Le 12 oct. 2010 à 20:11, Jens M Andreasen a écrit :
On Tue, 2010-10-12 at 16:29 +0200, Stéphane Letz wrote:
>
I've done some test using OpenCL in the
context of the Faust project
(
http://faust.grame.fr/). Up to now results are not really good, and I
guess CUDA/OpenCL will be usable only in specific cases.
What kinds of parallellism have you been exploring?
Well, Faust is able to generate a DAG of separated loops, some of them are data
parallelizable, others are not (recursive).
Right now I'm testing a simple strategy where the DAG is reduced as a sequence of
"group of parallel loops" slices. Sync points are added between slices.

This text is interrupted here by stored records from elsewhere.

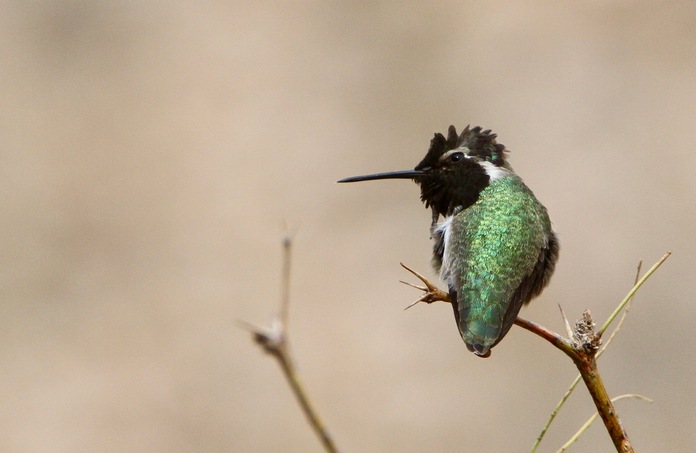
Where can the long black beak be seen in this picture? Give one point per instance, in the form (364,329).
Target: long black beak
(402,174)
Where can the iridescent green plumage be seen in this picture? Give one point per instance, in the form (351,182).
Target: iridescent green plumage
(495,247)
(492,249)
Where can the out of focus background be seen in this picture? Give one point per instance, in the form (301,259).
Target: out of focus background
(154,154)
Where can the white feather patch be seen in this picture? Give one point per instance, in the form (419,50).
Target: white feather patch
(444,228)
(493,171)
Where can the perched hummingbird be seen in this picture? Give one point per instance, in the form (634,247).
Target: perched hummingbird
(495,246)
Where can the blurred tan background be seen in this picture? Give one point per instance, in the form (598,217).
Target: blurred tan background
(154,154)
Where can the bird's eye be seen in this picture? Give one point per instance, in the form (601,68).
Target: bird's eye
(456,157)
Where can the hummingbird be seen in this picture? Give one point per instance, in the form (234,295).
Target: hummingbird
(493,242)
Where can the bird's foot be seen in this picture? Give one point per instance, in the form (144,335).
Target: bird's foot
(432,292)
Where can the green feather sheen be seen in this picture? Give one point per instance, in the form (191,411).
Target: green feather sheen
(493,245)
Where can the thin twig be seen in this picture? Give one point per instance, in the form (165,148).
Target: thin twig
(626,302)
(591,420)
(274,341)
(633,291)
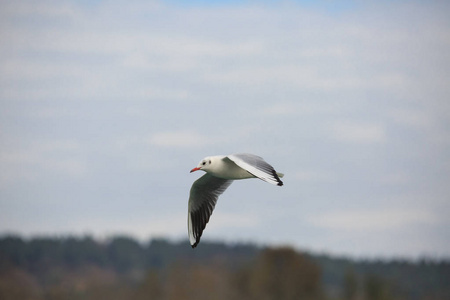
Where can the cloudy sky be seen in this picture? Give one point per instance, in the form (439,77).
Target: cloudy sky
(107,105)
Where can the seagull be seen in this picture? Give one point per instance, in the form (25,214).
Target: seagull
(220,172)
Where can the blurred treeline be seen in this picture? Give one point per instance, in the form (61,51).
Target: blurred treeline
(122,268)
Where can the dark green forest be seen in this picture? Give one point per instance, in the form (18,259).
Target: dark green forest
(123,268)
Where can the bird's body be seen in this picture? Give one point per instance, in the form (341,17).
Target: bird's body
(220,172)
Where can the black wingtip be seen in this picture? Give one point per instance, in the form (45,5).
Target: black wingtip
(274,173)
(195,244)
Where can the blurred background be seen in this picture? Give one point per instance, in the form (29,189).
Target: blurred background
(107,105)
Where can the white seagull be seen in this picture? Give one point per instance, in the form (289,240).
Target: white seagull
(220,171)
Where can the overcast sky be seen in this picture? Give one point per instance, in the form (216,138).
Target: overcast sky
(107,105)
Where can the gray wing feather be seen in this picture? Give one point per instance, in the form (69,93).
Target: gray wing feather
(256,166)
(202,199)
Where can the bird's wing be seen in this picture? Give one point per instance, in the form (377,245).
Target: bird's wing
(202,199)
(256,166)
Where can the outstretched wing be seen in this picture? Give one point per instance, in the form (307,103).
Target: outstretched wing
(202,199)
(256,166)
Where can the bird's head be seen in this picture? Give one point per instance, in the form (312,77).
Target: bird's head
(204,165)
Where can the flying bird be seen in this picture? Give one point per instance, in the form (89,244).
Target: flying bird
(220,172)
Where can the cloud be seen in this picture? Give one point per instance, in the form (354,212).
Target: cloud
(179,139)
(372,220)
(364,133)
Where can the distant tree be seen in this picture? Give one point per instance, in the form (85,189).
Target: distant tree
(125,254)
(350,285)
(376,288)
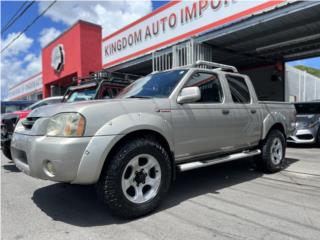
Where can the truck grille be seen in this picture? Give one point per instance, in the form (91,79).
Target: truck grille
(29,121)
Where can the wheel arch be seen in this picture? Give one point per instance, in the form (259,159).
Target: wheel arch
(145,133)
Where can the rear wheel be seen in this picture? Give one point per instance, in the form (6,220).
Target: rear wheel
(136,179)
(273,152)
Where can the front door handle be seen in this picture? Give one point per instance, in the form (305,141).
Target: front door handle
(225,111)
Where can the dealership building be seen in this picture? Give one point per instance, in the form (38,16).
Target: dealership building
(257,37)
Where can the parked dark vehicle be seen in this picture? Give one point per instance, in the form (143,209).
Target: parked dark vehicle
(307,124)
(9,121)
(12,106)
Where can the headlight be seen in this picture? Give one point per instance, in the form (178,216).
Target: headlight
(312,125)
(66,125)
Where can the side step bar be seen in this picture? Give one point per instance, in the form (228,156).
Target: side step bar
(199,164)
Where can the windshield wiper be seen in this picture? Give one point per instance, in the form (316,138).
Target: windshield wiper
(136,96)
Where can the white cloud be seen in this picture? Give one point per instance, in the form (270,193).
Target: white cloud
(47,35)
(16,63)
(111,15)
(21,45)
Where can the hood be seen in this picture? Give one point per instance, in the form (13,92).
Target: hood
(99,112)
(99,106)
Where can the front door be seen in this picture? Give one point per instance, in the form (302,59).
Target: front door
(204,127)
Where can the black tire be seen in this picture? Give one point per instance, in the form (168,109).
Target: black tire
(109,186)
(265,161)
(6,151)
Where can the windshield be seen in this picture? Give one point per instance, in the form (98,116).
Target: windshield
(12,107)
(308,108)
(157,85)
(81,95)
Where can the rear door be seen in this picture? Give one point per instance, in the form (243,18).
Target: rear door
(203,127)
(247,124)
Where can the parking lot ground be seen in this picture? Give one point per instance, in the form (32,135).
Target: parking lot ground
(227,201)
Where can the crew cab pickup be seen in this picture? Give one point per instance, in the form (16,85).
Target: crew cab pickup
(132,146)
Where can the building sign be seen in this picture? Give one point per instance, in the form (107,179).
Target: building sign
(174,22)
(26,87)
(57,58)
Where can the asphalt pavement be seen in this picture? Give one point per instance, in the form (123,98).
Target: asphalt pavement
(227,201)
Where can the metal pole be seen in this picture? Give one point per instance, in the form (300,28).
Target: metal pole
(304,85)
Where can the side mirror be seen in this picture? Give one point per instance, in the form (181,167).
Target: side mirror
(189,95)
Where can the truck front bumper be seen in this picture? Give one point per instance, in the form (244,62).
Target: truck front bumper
(60,159)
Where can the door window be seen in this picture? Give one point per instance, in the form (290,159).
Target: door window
(210,87)
(239,90)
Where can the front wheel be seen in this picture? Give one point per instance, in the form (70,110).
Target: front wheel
(136,178)
(272,152)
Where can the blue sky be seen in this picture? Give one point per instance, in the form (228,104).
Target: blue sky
(23,59)
(8,8)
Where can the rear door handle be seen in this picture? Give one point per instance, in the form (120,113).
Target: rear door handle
(225,111)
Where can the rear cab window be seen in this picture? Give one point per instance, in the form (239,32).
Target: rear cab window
(239,89)
(209,85)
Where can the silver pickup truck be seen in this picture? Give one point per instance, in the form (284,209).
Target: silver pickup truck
(132,146)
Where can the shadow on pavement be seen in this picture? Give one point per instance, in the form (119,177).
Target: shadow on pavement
(78,205)
(10,167)
(306,146)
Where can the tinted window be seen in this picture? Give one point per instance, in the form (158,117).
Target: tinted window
(157,85)
(239,89)
(82,95)
(209,84)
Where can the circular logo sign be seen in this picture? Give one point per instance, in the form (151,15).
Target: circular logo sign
(57,58)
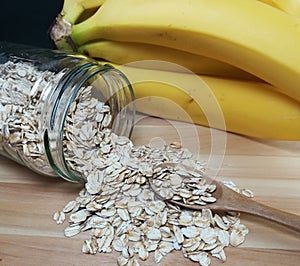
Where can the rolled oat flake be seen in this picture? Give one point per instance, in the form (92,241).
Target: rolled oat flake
(41,93)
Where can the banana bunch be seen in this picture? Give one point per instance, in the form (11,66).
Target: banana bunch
(245,51)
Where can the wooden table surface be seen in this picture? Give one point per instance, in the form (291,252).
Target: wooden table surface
(271,169)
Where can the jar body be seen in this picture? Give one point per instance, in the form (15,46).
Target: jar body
(41,89)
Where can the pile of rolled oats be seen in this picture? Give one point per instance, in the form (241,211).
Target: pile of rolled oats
(117,204)
(119,208)
(22,91)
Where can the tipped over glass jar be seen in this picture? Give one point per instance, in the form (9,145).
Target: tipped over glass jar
(52,104)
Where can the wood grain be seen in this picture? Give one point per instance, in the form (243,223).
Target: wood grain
(271,169)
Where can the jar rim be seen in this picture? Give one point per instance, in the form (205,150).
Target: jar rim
(65,94)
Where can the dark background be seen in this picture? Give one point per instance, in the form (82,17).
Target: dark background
(28,21)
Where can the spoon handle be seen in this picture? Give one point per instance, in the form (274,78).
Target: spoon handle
(285,218)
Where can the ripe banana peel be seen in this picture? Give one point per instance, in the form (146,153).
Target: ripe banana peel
(247,34)
(248,108)
(126,52)
(71,12)
(291,7)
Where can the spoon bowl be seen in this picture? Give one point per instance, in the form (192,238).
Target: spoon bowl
(226,199)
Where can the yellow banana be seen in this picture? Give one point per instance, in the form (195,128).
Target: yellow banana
(126,52)
(291,7)
(249,108)
(247,34)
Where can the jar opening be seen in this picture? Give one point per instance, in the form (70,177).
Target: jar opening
(97,100)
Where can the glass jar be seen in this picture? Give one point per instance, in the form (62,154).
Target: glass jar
(40,91)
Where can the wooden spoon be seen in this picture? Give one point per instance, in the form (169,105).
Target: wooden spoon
(229,200)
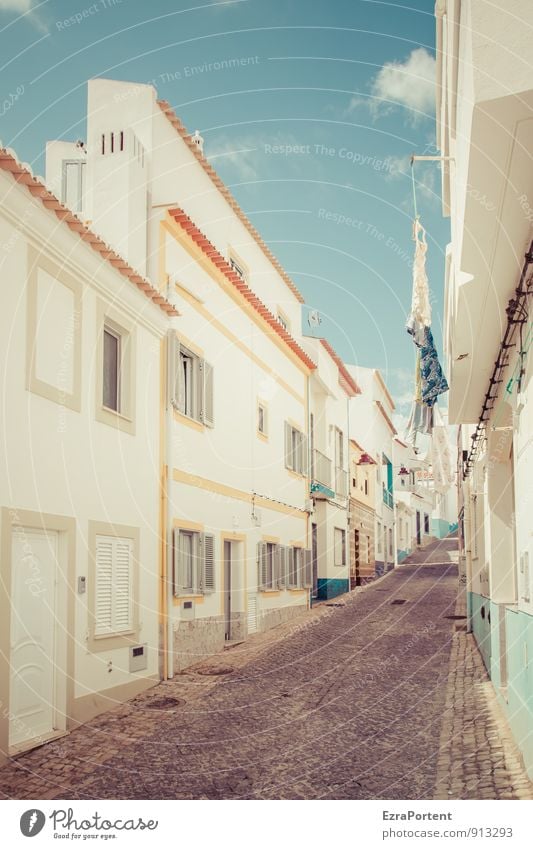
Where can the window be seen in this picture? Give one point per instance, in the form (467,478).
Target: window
(191,384)
(262,419)
(73,184)
(295,450)
(194,562)
(339,448)
(340,546)
(113,586)
(282,566)
(111,370)
(115,380)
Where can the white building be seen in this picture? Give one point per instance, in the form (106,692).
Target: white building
(371,425)
(484,109)
(81,338)
(244,385)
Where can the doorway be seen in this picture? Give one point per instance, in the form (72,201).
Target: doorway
(34,634)
(357,575)
(227,589)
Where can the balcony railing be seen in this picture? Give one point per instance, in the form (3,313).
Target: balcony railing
(387,498)
(341,482)
(320,468)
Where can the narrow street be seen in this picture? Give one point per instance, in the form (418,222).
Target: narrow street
(357,700)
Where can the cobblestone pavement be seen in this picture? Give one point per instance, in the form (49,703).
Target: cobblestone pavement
(378,697)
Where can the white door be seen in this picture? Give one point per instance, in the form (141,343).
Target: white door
(33,618)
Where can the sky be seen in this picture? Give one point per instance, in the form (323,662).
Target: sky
(310,112)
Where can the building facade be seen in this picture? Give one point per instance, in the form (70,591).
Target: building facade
(362,516)
(82,339)
(484,108)
(371,425)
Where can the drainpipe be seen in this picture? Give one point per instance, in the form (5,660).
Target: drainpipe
(169,530)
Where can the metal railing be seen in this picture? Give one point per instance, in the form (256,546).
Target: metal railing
(387,498)
(320,468)
(341,482)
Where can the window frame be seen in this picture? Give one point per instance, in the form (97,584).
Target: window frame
(106,642)
(112,321)
(342,532)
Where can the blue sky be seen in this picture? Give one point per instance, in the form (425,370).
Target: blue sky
(312,129)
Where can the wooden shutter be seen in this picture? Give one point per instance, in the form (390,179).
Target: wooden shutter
(172,343)
(113,585)
(208,411)
(308,568)
(103,590)
(122,585)
(283,564)
(289,459)
(208,546)
(179,566)
(303,464)
(262,555)
(292,578)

Data paralelizable loops are not yet correctly handled, which has to be done obviously. So
the current model is basically tasks parallellism and is quite naive...
I have found that the multiple channel strip approach with mixdown to
subgroups is straight-forward for a DAW, as well as for polysynths.
Global sync points between multiprocessors - for cascaded processing -
works up to a limit after which the squared cost of the sync eats up the
computational value of the added multiprocessor. I am syncing the 6 MP's
on a GT220 every 16 samples at 96kHz with a penalty in the 5% range. On
higher end cards this approach is not very useful though. Discouraged by
Nvidia staffers also ...
In theory, the granularity of the vector needs to be no higher than 32
vector elements to be efficient - that is how the hardware
multithreading works. In practice, for the given use case, you will find
yourself trashing the instruction cache if you use too many divergent
warps. Two, perhaps three, completely different code paths on each MP
works well.
192 or 256 threads are a minimum to hide instruction latency, leading to
the conclusion that the effective vector as seen by the outside world
needs to be at most 128 elements wide (256/2, which is what I currently
use) and possibly as low as 64 (192 threads / 3 codepaths)
Well you obviously have a lot of practical knowledge I don't have. Any code samples
you could share?
I'll probably now test if directly using CUDA
would give some benefit.
Maybe we can share some ideas?
CUDA is nice :)
So I'll try.
Thanks
Stéphane